Donald Trump a prolongé, jeudi 26 mars, de dix jours le délai des négociations avec l’Iran et suspendu sa menace de frapper les installations énergétiques iraniennes.
L’administration Trump, par l’intermédiaire d’un groupe de médiateurs (Pakistan, Égypte et Turquie), a demandé à Téhéran de tenir une réunion de haut niveau cette semaine pour discuter d’une proposition américaine visant à mettre fin à la guerre.

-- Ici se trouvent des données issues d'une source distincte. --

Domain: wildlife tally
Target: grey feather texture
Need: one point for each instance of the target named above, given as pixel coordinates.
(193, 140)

Dans un contexte de forte escalade militaire au Moyen-Orient, Donald Trump a toutefois affirmé que l’Iran serait désormais disposé à négocier un accord pour mettre fin au conflit. Une déclaration qui tranche avec la poursuite des affrontements sur le terrain… Mais du côté iranien, le discours est tout autre. Les autorités démentent toute volonté de négocier dans les conditions actuelles et continuent d’afficher une posture de fermeté. Des attaques et ripostes se poursuivent, illustrant l’écart entre les déclarations politiques et la réalité du terrain.
Dans ce climat de tension, les déclarations de Donald Trump apparaissent aussi comme un message adressé à l’opinion publique et aux marchés, cherchant à accréditer l’idée d’une désescalade possible; malgré une situation militaire toujours explosive.
La guerre a fortement perturbé le transport maritime. Elle a entraîné une hausse d’environ 40 % du prix du pétrole brut et une augmentation de près des deux tiers des livraisons de gaz naturel liquéfié à l’Asie. Pour sa part, le prix des engraiss azotés, essentiels à la production alimentaire, a quant à lui progressé d’environ 50 %.